If you're a gesture-loving Procreate user, the Tourbox will likely gather dust, forgotten.

And if you've only just started painting but are considering becoming a professional, I'd hold off on buying such an expensive, niche piece of kit. I'd prioritise the basics, like a nice tablet, upgrading your pc, or purchasing educational content to get your skills up.

Final Thoughts

The TourBox Elite Plus isn’t a magic gadget that makes you better at art, but making art definitely feels better with a TourBox.

I thought I was painting efficiently before I got one of these things, and then I realised how much friction there still was in my painting process. For example, I used to hold down a couple of keys and then drag my stylus left or right to resize my brush. I can't tell you which keys they were, because I've literally forgotten since getting the TourBox.

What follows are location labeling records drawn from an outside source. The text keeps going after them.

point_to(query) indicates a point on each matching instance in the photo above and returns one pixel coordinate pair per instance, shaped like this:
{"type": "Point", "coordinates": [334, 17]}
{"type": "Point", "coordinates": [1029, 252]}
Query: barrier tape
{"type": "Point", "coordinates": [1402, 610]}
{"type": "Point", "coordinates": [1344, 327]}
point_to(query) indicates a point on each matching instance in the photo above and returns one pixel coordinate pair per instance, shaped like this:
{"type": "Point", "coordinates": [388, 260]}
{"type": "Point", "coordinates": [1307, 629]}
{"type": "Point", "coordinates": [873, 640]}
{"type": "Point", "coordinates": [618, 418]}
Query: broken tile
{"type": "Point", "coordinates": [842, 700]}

I just spin the dial, my brush resizes while I'm painting. Just that one twiddly wheel has made such a huge difference. I can essentially resize and paint at the same time now; I didn't fully realise how slow the old way was, but this is way faster, and adds much more visual variety to my brushstrokes.

So, after months of use, the TourBox Elite Plus has become integrated into my painting process completely, and losing it somehow would sting so bad I'd have to buy another one to replace it straight away.

If it seems like I'm way too into this thing and praising it too hard, I don't know what to tell you. I honestly love this thing, it has genuinely become a key part of my painting process.

So if digital painting is a large part of your life, get yourself a TourBox.